I knew I shouldn't have asked that, it was so obvious when I re-read
it after posting.
if you installed the microsoft patch then you're properly patched...

Again, I was confusing the ability to download the file with the
purpose of the patch, which is to render such downloads ineffective
should they be executed. It's the anti-virus program that should catch
such downloads and deal with them. I guess I was wondering, how will I
know the patch will work, since Kaspersky doesn't alert on the
downloaded file. KAV should pick up on whatever the exploit yields,
i.e. trojan, but not alerting on the download shakes my confidence.
adding the page to the restricted zone just means certain web
technologies won't be used (depending on how you've set up the
restricted zone) when rendering the page...

I had better read up on such settings. I had just assumed it would be
like a HOSTS file in effect, i.e. frustrate downloads from restricted
sites. Wrong.
learn how browsers work... the only threat here is not recognizing the
difference between an exploit and normal browser behaviour...

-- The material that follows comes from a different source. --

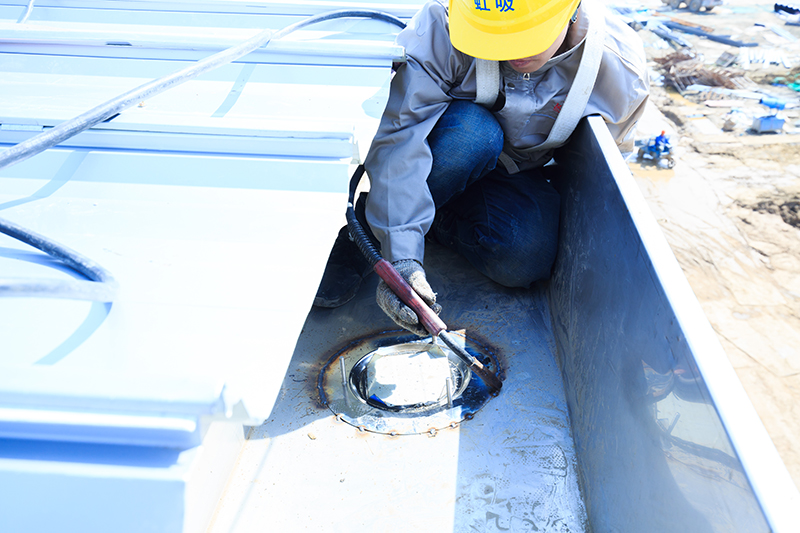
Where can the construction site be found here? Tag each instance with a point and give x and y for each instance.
(724, 82)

I know how browsers work and that downloaded malware is not a problem
until one tries to open/run it. The potential of a downloaded file to
wreak havoc and cause damage is what I call a threat, even if it
hasn't yey been unleashed. If the downloaded file in question has this
potential, it's a threat in my books.

Perhaps the correct answer to this question, is to just delete the
file should an AV product alert on it, and confirm that the patch for
the vulnerability has been installed. I know of no way to verify that
the patch protects the system against the threat, short of running it
and picking through the debris.

Again, thanks for your thoughts.

Larry
 
L

Larry Sabo

Virus Guy said:
He pissed all over you, and practically called you ignorant.

Why thank him for that?

Yeah, I did a good job controlling my Irish temper. :) Nevertheless,
he did point out that I was confusing the functions of the patch and
the A-V program, and did address my specific questions. It has
appeared to me many times that Kurt likes to provoke debate that goes
off the rails, often based on semantics and word games. I decided not
to take the bait, but to take what I could from his response and be
grateful for it.

Cheers,
Larry
 
K

kurt wismer

Larry said:
Yeah, I did a good job controlling my Irish temper. :) Nevertheless,
he did point out that I was confusing the functions of the patch and
the A-V program, and did address my specific questions. It has
appeared to me many times that Kurt likes to provoke debate that goes
off the rails, often based on semantics and word games. I decided not
to take the bait, but to take what I could from his response and be
grateful for it.

if pointing out what should be obvious to someone with a degree of
technical sophistication seems insulting to someone who actually has
that technical sophistication i'm sorry, that really wasn't the spirit
in which it was offered...

most of the time when someone asks a question, all i have to tell me how
technically sophisticated they are is the question itself...
 
F

Fenton

If you're looking for a way to clean it off your client's machine,
normally I would tell you to remove the infected hard drive and slave
it to a second machine and run AV software against it, but since
you're dealing with a laptop, then that's not an option. Some AV run
from a boot CD is your best bet.

Well, actually, it is an option. I keep handy a cheap ($30) enclosure I got
from CompUSA, with both FireWire and USB. I will remove a hard drive, pop it
in the enclosure, and boom, it's an external disk.